On the eve of the election, the US, Britain, France, Germany and Italy said the poll was “neither free nor fair”, and Syria’s fragmented opposition has called it a “farce.”
But they will watch powerless as few doubt Assad will trounce his two virtually unknown challengers to win a fourth term, in a war-battered country mired in economic crisis.
The controversial vote is the second election since the start of a decade-long civil war that has killed over 388,000 people and displaced half the pre-war population.
Huge election posters glorifying Assad have mushroomed across the two-thirds of the country under his control.
State media, which showed long queues forming outside polling stations in the morning, said at midnight (2100 GMT) polls had closed, after having reported that they would be kept open five hours beyond the planned closing time.
It said counting had started.
Hundreds of students clamored to vote outside Damascus University.
“I came to vote for Bashar al-Assad because he is the only man who withstood 10 years of war,” said 26-year-old Kinan al-Khatib.
Around him, students chanted: “With our blood and with our souls, we sacrifice our lives for you, Bashar.”
The result is not expected before Friday evening.
The election takes place amid the lowest levels of violence since 2011 — but with an economy in free fall.
More than 80 percent of the population live in poverty, and the Syrian pound has plunged in value against the dollar, causing skyrocketing inflation.
Assad’s campaign slogan, “Hope through work”, evokes the colossal reconstruction needed to rebuild the country, requiring billions of dollars in funding.
Assad, a 55-year-old ophthalmologist by training, was first elected by referendum in 2000 after the death of his father Hafez, who had ruled Syria for 30 years.
Standing against him are former state minister Abdallah Salloum Abdallah and Mahmud Merhi, a member of the so-called “tolerated opposition”, long dismissed by exiled opposition leaders as an extension of the regime.
“I don’t know the other candidates at all and I respect their nomination but my vote will definitely go to Assad,” Khatib said.
Assad has refrained from holding campaign media events and interviews.
But he issued a general amnesty for thousands of prisoners this month, on top of a series of decrees aimed at improving economic conditions.
Last week, thousands of Syrians abroad with the right paperwork cast early ballots in their embassies.

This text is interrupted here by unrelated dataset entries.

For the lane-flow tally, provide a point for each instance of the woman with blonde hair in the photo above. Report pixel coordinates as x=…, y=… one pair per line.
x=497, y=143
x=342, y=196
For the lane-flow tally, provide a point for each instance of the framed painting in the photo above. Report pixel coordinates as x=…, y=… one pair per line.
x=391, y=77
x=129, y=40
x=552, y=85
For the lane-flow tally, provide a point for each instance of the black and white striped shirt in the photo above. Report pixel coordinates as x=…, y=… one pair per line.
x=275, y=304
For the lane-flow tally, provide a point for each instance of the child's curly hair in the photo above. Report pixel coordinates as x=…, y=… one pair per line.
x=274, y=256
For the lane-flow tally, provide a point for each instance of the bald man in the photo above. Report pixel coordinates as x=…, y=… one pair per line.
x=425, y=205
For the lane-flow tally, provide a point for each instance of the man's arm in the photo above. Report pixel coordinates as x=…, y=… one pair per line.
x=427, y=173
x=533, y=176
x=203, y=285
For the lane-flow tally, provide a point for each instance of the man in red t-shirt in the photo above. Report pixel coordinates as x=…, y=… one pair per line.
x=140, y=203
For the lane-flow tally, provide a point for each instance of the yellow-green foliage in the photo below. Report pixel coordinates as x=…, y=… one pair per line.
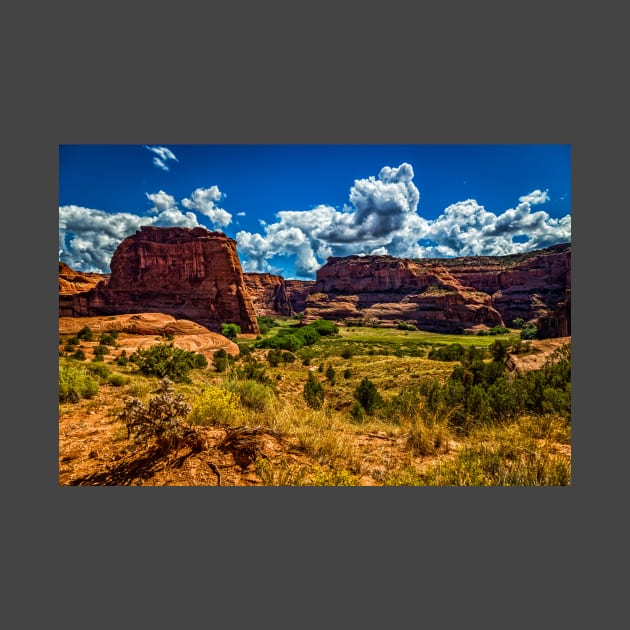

But those who had fled the country illegally — and so who could not show an exit stamp in their passport — were barred from voting.
Several countries that oppose Assad blocked the vote altogether, including Turkey and Germany, which host large Syrian refugee populations.
France’s Foreign Minister Jean-Yves Le Drian said the vote was undermined by the fact that many Syrians at home and abroad were unable to take part.
“These elections are not real elections,” he said.
The UN’s Syria envoy, Geir Pedersen, said the polls were being held under the auspices of the current constitution and “not part of the political (transition) process called for in Security Council Resolution 2254” of December 2015.
“What is required is a Syrian-led and -owned political solution, facilitated by the United Nations and backed by constructive international diplomacy,” he said.
In rebel-held northwestern Syria, home to three million people, hundreds took to the streets to protest on Wednesday, an AFP correspondent said.
They carried posters saying: “No legitimacy for Assad and his elections.”
Protestor Yaqin Beedo called the vote a “sham”.
“It is a lie that regime loyalists actually believe,” she told AFP.
Protests also broke out in Daraa, only parts of which are under the regime’s military control and where some residents called for a boycott.
Kurdish authorities, who have carved out an autonomous zone in the northeast, said they were “not concerned”.
In the last multi-candidate poll in 2014, Assad won 88 percent of the vote.
It took place as the war raged, with the air force bombing rebel areas of second city Aleppo and fierce fighting in Hama, Idlib and Daraa, as well as near Damascus.